[Web-SIG] multi-threaded or multi-process wsgi apps

Robert Brewer fumanchu at aminus.org
Mon Nov 26 23:06:23 CET 2007

Chris Withers wrote:
> Right, I'm curious as to how wsgi applications end up being
> multi-threaded or multi-process and if they are, how they share
> resources such as databases and configuration.
> There's a couple of reasons I'm asking...
> The first was something Chris McDonough said about one ofthe issues
> they're having with the repoze project: when using something like
> mod_wsgi, it's the first person to hit each thread that takes the hit
> of loading the configuration and opening up the zodb. Opening the
> in particular, can take a lot of time. How should repoze be structured
> such that all the threads load their config and open their databases
> when apache is restarted rather than when each thread is first hit?
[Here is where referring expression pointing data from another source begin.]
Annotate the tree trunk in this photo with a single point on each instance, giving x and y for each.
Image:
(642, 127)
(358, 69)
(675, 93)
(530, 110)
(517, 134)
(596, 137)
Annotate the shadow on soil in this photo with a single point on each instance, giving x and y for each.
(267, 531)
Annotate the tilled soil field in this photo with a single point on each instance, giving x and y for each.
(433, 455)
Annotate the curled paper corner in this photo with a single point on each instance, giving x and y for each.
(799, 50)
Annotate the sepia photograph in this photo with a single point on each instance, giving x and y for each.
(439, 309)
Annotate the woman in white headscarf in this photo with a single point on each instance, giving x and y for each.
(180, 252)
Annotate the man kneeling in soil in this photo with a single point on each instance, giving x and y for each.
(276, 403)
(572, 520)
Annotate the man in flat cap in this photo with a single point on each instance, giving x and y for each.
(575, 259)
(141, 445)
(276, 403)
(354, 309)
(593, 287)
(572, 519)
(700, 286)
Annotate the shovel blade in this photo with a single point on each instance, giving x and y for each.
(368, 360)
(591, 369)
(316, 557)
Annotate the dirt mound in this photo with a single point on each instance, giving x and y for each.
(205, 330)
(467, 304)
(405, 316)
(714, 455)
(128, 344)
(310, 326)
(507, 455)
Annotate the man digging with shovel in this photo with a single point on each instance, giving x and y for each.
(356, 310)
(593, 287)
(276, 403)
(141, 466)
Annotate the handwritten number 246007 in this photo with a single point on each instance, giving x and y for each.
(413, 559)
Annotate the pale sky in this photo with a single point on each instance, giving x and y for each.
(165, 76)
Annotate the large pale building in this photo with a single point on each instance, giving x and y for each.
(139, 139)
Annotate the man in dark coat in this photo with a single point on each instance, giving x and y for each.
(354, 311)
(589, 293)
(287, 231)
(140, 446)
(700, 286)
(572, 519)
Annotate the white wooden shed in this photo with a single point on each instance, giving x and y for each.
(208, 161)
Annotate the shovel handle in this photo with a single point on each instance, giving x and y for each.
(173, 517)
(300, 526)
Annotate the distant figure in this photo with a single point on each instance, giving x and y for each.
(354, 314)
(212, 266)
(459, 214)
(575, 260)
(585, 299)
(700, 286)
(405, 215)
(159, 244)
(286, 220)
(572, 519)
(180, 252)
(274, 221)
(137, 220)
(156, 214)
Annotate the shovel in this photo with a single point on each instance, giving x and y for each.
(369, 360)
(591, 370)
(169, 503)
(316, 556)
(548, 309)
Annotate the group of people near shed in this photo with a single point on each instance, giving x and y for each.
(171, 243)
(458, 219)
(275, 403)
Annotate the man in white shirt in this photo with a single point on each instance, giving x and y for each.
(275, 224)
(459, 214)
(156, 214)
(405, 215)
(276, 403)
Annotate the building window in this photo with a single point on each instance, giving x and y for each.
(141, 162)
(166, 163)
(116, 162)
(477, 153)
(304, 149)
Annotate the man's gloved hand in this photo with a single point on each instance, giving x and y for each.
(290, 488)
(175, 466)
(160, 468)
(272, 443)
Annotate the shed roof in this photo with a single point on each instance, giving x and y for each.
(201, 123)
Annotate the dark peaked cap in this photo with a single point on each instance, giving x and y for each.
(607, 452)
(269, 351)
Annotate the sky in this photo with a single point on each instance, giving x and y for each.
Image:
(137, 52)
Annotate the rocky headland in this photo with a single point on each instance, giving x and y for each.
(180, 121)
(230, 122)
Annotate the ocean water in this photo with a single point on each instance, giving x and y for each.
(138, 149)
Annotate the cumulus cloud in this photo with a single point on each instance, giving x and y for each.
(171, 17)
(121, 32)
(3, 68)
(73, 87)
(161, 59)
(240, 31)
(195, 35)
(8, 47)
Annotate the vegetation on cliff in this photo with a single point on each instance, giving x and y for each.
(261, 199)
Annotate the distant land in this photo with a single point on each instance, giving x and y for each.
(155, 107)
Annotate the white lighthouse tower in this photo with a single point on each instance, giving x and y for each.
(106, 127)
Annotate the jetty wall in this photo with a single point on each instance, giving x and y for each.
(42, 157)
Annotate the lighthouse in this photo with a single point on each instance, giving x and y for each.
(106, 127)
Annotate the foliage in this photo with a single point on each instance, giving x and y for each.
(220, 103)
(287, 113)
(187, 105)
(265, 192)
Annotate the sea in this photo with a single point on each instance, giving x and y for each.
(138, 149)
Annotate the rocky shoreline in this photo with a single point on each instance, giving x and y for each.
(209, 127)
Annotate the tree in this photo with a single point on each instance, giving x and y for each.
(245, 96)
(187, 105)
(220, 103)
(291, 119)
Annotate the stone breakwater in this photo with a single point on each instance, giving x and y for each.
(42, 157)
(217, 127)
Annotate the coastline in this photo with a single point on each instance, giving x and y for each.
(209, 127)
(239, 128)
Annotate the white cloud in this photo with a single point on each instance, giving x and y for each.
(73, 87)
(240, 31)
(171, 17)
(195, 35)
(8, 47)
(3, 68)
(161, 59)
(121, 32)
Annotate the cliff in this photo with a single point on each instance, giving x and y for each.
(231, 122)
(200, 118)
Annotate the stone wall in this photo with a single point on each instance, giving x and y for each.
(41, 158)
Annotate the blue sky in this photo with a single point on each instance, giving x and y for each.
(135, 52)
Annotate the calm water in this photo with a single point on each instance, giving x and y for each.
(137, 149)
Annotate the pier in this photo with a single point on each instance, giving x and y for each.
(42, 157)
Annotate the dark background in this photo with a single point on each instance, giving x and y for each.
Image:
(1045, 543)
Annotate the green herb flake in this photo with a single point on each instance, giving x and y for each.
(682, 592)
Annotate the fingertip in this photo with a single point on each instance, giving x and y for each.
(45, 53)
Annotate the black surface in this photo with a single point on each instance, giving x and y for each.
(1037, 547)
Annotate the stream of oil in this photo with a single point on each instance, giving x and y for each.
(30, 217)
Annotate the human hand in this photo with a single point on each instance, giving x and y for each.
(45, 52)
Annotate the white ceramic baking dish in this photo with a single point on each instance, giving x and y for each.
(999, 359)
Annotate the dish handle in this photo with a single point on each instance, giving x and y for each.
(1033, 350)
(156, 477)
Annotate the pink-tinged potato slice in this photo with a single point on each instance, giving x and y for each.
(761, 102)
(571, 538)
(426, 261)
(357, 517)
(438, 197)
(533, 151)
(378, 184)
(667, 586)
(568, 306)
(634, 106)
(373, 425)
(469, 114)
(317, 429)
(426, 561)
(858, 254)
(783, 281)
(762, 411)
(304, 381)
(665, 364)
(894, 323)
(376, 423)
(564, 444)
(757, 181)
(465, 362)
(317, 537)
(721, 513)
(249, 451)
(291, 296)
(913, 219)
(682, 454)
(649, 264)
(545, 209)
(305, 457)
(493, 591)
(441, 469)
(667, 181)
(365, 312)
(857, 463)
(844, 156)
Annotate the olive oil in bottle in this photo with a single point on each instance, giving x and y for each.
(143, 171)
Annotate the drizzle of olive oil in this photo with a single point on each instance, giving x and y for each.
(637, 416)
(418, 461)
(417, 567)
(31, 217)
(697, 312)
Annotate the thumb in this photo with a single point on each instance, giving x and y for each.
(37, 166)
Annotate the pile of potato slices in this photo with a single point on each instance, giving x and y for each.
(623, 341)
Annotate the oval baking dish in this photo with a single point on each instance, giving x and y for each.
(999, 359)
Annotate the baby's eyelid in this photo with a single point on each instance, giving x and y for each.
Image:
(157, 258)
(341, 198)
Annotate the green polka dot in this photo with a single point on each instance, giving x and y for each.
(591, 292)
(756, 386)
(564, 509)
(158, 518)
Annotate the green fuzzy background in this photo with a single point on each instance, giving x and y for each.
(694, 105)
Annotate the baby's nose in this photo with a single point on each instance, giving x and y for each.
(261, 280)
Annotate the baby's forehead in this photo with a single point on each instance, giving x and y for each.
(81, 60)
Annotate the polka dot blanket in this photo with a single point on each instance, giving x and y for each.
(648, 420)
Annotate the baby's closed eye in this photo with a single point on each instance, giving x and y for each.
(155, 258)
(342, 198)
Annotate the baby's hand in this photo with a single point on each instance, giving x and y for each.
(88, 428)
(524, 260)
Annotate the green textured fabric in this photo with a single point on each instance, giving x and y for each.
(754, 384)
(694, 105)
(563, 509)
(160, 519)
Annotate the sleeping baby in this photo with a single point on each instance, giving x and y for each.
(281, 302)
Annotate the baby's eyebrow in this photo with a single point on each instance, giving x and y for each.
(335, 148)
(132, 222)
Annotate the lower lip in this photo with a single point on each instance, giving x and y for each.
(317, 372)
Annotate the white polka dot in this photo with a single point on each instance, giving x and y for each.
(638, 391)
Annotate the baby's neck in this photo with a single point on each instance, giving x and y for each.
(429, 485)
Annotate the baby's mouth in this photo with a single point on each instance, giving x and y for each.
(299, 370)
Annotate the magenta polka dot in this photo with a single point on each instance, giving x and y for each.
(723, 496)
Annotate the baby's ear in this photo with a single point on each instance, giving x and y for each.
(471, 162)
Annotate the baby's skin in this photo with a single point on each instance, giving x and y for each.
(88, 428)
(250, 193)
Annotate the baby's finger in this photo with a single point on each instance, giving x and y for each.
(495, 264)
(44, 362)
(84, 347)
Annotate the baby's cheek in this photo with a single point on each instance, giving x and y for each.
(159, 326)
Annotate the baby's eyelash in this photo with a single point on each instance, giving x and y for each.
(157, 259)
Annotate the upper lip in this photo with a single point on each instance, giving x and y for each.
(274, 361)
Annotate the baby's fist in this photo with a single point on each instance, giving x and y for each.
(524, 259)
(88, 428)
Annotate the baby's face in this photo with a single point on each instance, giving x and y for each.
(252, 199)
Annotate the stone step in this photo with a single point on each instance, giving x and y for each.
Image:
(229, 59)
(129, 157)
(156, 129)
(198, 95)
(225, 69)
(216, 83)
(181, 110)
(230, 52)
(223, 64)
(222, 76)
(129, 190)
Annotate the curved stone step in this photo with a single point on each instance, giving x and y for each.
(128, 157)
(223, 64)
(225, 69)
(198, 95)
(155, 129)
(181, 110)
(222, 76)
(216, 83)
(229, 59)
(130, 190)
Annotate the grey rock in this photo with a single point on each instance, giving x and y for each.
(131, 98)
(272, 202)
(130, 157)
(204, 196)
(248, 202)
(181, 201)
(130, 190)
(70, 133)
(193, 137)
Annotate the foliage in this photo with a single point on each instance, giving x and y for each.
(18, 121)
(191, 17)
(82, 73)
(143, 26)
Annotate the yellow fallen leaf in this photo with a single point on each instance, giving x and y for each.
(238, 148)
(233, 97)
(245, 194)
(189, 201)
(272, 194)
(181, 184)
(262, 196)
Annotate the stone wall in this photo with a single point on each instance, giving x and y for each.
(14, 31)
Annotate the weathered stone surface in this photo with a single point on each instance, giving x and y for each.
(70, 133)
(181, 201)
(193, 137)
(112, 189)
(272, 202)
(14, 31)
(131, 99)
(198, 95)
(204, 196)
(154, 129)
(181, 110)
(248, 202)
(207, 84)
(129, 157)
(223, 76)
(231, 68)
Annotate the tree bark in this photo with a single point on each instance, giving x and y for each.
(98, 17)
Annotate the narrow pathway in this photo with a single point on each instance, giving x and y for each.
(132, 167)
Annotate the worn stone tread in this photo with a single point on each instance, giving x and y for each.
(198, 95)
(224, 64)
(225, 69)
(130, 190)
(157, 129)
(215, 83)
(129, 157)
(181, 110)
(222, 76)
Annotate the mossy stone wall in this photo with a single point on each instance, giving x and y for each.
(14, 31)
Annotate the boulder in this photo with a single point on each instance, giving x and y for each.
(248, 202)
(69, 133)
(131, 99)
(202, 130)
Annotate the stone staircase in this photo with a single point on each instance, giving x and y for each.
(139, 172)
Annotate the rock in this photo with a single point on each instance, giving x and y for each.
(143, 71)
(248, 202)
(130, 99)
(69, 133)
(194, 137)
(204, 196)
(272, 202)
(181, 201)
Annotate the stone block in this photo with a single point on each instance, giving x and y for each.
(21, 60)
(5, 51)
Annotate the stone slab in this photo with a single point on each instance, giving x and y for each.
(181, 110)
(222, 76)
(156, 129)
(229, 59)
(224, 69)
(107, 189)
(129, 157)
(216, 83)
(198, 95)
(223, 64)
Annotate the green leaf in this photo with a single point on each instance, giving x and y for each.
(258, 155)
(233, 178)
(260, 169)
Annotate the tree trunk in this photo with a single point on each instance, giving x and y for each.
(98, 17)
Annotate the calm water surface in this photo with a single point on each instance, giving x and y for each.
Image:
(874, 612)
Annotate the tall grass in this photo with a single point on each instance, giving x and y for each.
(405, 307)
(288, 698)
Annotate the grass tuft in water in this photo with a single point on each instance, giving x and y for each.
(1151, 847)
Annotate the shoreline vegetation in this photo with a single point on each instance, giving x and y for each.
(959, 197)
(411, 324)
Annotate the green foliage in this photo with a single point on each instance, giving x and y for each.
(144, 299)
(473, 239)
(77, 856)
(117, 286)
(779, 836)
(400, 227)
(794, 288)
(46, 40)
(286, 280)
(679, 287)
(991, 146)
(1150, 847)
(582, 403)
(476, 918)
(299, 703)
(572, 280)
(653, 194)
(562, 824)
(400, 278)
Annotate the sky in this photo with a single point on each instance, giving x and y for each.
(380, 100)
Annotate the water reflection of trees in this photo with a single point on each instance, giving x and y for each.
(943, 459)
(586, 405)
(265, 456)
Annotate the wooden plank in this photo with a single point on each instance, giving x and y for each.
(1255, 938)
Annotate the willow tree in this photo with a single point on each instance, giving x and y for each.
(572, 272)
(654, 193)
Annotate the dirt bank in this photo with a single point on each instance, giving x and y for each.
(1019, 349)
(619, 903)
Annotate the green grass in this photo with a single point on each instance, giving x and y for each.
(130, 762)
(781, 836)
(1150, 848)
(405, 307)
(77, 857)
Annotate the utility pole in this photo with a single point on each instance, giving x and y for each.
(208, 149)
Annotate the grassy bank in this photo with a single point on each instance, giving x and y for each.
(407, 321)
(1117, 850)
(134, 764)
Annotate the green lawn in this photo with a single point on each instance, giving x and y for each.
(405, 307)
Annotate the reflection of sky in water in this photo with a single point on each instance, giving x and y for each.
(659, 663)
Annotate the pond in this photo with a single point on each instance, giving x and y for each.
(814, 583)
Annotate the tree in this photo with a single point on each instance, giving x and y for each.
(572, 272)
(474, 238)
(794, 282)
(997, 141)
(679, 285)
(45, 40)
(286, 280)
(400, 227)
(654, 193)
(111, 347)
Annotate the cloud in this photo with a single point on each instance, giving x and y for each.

If I were coding it, repoze would use a database connection pool that is
populated at (sub)process startup. The main thread is the only one
"loading config". That avoids any waits during the HTTP request, so your
req/sec rate will go way up. It also allows the process to fail fast in
the event of unreachable databases, so such errors during deployment
will be found sooner and will be easier to debug if they occur outside
of an HTTP request.

It's like a stage production: you don't ask your actors to buy props and
build the set during the show--instead, you buy/build all that and
script/debug/automate the hell out of it before you have an audience.
All long-running servers are a lot like that; do everything you can
before the first request to make absolutely sure nothing slows or stops
you during showtime.

> The second is a problem I see an app I'm working on heading towards.
> The app has web-alterable configuration, so in a multi-threaded and
> particular multi-process environment, I need some way to get the other
> threads or processes to re-read their configuration when it has
> changed.

In a multithreaded environment, I recommend apps read config only at
process startup, parse the entries and use them to modify live objects,
and then throw away the config. Then, if you need to make changes to
settings while live, you just modify the live objects in the same way
the config parsing step did (and then modify the config file only if
desired). That avoids having to re-read the whole config file for each
potential change. In a multiprocess environment, you can notify other
process with any of various forms of IPC or shared state mechanisms.